5 Ma. The petroleum expulsion is the ratio of the expelled petroleum to the amount of generated petroleum. The onset of oil expulsion from the Sargelu Formation was in 50 Ma, later the expulsion mass reached 0.5 Mtons at present-day. Several previous investigations related to the Sargelu Formation, has concluded different levels of thermal maturity at different tectonic zones in different locations in Iraqi Kurdistan [16] [17] [25] [34] [35]. These differences can also refer to variation of the overburden rocks, groundwater flow, and conductivity of the rock units. For instance, the study of Abdula [36] on the geothermal gradient in selected wells in the Iraqi Kurdistan, has displayed the different geothermal gradients values. The Geothermal gradient for the studied area is around 17.83 - 19.74 C/km [36], which is relatively low compared to that of the Low Folded Zone.
Abdula [34] modelled hydrocarbon generation of the Sargelu Formation in Jabal Kand Oil Field, and stated that the Sargelu Formation has not started generation oil and gas in that oil field. He argued that low maturity and oil generation are due to low thickness of the overburden in that area.
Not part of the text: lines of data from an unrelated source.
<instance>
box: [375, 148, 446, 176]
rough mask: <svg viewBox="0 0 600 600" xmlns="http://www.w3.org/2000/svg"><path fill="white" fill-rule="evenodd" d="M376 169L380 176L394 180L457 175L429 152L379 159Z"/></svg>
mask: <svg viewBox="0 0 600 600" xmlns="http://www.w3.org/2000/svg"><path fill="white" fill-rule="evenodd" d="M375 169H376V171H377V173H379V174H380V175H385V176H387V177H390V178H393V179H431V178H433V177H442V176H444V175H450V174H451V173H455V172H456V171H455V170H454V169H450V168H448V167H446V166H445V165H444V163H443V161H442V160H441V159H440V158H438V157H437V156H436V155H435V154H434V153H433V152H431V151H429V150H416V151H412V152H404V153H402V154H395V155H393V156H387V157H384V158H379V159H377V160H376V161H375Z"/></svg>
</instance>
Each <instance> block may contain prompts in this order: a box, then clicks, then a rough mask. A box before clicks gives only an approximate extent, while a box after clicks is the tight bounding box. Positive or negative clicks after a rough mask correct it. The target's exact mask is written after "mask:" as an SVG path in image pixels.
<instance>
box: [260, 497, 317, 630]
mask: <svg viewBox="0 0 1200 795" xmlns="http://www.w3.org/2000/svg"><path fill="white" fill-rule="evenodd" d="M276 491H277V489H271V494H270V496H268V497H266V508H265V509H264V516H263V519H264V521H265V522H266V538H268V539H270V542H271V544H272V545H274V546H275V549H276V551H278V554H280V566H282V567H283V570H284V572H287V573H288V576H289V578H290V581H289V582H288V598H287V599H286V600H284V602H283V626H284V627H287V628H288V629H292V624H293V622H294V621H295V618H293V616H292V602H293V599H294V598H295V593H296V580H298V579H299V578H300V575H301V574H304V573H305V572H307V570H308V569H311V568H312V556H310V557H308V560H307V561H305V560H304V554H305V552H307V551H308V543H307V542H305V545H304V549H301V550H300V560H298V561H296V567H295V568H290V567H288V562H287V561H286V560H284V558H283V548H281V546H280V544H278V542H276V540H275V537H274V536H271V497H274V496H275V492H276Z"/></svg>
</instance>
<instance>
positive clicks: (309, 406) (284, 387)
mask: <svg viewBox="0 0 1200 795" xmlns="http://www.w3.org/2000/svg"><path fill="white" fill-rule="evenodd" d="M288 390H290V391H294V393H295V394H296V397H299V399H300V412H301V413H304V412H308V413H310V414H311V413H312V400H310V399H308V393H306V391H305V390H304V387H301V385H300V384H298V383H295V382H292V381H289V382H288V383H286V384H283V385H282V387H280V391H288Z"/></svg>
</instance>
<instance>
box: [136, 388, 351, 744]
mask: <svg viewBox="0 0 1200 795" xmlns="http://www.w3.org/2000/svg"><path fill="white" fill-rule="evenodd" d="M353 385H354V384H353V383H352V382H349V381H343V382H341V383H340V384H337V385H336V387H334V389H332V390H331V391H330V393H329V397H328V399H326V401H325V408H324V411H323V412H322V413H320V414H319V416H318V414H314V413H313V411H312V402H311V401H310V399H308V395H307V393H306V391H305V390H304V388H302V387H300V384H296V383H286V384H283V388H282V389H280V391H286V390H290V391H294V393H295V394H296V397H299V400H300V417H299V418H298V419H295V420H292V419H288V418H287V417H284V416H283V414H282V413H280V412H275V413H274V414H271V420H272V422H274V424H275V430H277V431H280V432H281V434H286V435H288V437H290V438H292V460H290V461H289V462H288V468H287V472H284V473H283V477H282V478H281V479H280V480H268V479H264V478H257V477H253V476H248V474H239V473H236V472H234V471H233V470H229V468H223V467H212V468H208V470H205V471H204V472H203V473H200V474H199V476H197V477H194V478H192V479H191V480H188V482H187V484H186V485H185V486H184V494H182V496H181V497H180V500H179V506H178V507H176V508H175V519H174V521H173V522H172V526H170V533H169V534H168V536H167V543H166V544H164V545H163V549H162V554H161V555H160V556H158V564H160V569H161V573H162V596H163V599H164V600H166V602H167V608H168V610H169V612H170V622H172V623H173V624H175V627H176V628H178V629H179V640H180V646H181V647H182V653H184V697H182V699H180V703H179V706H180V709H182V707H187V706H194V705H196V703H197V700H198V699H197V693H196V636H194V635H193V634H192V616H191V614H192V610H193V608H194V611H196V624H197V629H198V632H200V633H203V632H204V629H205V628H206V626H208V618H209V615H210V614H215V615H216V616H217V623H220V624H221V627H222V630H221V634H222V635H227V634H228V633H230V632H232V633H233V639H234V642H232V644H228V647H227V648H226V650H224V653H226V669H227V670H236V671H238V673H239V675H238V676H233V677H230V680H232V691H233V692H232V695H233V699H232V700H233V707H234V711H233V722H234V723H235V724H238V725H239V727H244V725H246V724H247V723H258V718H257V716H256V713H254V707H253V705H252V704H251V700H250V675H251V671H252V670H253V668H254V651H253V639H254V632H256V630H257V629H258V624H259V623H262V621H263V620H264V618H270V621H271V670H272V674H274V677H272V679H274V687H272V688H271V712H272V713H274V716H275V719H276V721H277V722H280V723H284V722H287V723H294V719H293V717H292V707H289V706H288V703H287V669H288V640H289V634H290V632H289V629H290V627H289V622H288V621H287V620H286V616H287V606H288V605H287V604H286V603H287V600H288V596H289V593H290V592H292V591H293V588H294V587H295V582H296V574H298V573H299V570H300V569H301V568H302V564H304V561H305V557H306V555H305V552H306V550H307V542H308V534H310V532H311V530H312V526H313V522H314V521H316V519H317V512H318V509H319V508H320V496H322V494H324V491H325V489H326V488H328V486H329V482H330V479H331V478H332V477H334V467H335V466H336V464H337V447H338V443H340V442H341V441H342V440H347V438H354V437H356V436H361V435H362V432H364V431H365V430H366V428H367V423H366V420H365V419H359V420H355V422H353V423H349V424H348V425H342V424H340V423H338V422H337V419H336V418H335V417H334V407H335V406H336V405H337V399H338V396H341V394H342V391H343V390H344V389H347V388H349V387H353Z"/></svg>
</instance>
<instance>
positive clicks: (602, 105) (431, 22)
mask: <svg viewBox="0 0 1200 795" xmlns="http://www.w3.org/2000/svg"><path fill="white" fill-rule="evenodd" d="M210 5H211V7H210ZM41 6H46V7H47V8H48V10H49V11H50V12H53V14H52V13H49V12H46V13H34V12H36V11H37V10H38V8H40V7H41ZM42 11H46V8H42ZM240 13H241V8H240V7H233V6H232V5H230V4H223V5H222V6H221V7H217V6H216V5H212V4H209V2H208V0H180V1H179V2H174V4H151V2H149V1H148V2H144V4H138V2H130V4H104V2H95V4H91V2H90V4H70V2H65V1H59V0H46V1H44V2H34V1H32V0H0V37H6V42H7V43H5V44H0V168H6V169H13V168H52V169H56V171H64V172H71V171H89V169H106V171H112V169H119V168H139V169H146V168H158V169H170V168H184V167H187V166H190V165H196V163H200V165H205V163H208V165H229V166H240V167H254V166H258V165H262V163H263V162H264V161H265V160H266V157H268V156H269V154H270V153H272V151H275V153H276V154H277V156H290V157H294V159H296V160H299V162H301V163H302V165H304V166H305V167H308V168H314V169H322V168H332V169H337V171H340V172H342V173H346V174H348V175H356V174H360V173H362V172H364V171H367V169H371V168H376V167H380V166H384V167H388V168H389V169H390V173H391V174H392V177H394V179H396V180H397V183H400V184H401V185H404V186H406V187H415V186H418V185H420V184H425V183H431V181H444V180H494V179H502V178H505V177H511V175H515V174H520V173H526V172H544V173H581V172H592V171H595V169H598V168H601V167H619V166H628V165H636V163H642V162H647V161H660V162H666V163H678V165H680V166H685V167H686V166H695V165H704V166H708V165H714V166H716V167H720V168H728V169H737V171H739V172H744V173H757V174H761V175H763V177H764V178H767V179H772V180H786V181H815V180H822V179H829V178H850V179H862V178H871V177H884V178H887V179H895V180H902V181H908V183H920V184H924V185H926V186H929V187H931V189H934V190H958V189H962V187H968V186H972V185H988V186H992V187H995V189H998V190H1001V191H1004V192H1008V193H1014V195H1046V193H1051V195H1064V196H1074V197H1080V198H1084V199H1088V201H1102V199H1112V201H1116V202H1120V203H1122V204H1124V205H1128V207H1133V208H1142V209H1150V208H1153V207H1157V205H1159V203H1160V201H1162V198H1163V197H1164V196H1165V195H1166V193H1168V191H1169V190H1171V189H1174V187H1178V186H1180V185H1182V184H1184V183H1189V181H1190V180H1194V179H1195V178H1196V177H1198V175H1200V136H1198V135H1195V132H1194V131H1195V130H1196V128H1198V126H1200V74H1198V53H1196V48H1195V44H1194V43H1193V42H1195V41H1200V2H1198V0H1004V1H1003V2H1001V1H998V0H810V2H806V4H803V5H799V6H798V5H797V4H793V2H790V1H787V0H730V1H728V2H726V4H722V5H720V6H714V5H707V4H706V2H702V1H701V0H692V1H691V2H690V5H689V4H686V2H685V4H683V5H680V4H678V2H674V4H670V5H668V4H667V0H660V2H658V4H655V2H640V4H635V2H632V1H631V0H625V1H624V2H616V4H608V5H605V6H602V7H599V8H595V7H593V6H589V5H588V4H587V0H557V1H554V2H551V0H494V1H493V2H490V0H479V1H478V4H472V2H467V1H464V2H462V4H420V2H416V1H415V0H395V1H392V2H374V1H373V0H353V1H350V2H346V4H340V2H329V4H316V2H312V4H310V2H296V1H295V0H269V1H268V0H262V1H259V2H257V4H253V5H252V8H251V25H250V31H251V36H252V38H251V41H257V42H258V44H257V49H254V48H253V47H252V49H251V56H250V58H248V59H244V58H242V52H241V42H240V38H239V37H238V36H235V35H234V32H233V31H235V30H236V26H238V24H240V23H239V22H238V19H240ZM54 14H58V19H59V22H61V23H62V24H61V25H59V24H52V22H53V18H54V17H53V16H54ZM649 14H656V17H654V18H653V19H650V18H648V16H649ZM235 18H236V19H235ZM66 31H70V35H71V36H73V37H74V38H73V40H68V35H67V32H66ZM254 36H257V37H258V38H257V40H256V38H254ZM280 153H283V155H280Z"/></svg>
Hakimi et al. [10], in their study on hydrocarbon generation from the Sargelu Formation from six wells in Kurdistan Region, Northern Iraq, concluded that the formation is in the peak oil zone and more than 50% of oil has been generated and expelled since the Late Eocene to present-day, and the formation has reached higher level of thermal maturity in the wells Aj-8, Taq-1 and Zab-1. Moreover, based on the model of Sachsenhofer et al. [8], for well Shoresh-1, the oil generation rate of the Sargelu Formation attained its peak at 55 Ma and then again at 5 Ma.
4. Conclusion
The results of Rock-Eval Pyrolysis showed that the Sargelu Formation in Well Atrush-2 can be characterized as fair source rock in the upper part, while considered as good to very good source rock, in the lower part, in terms of organic matter richness. The Type II and mixed Type II-III kerogens are suggested for the formation. The values of Vitrinite Reflectance (R%) and Tmax revealed that the formation is thermally mature and has entered the oil window. From the obtained results of 1-D basin modelling, it was confirmed that the formation entered early oil zone at 64 Ma, then reached the main oil zone around 5 Ma. The formation commenced oil generation in 146 Ma and about 26% conversion was reached at present-day. The onset of oil expulsion from the Sargelu Formation was in 50 Ma and the expulsion mass has scored 0.5 Mtons at present day.